Can we evolve to an approach, dare I say, more European in nature, where we can have our cake – albeit a smaller slice – and eat it too? Probably not anytime soon. “This is so good you just need a few bites to be satisfied,” while true in many cases, won’t fly in the U.S. as a dominating marketing strategy in the near term.

But we are seeing some excellent efforts by marketers to come to grips with this dilemma. Coca-Cola has come out with a 7.5 ounce can that packs only 90-calories. Cookie and snack makers have developed packages with single, 100 calorie servings. The Macaroni Grill, though in direct response to a Today Show segment that described their chicken and artichoke sandwich as having “the calorie equivalent of 16 Fudgesicles,” has reformulated many of it’s popular dishes to eliminate up to one-third of the calories.

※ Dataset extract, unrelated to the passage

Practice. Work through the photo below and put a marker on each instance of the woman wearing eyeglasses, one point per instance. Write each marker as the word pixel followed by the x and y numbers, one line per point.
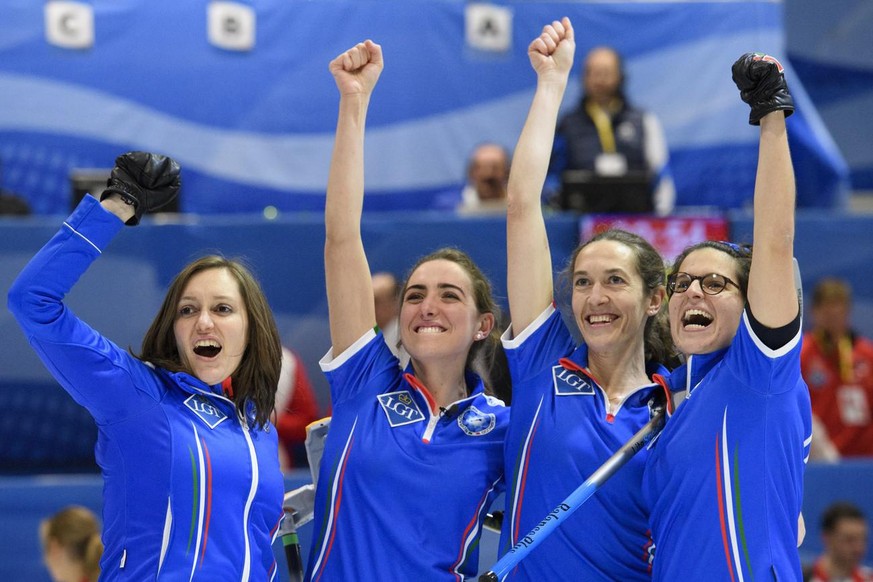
pixel 725 478
pixel 574 405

I would love to see a fast-feeder or casual restaurant chain test, as part of their menu, what we might call the “Espresso Concept.” Rather than “lite” food, an entire section of the menu devoted to small servings of indulgent foods. Less is more. Smaller is better. Higher quality and satisfying. Leaves you feeling great, energized, not weighed down. You feel good about yourself, not guilty. That was really worth it!

Difficult but possible. And the rewards – greater profitability, getting government off our backs, healthier, happier consumers, brand loyalty – seems to be well worth the long-term investment and patience required.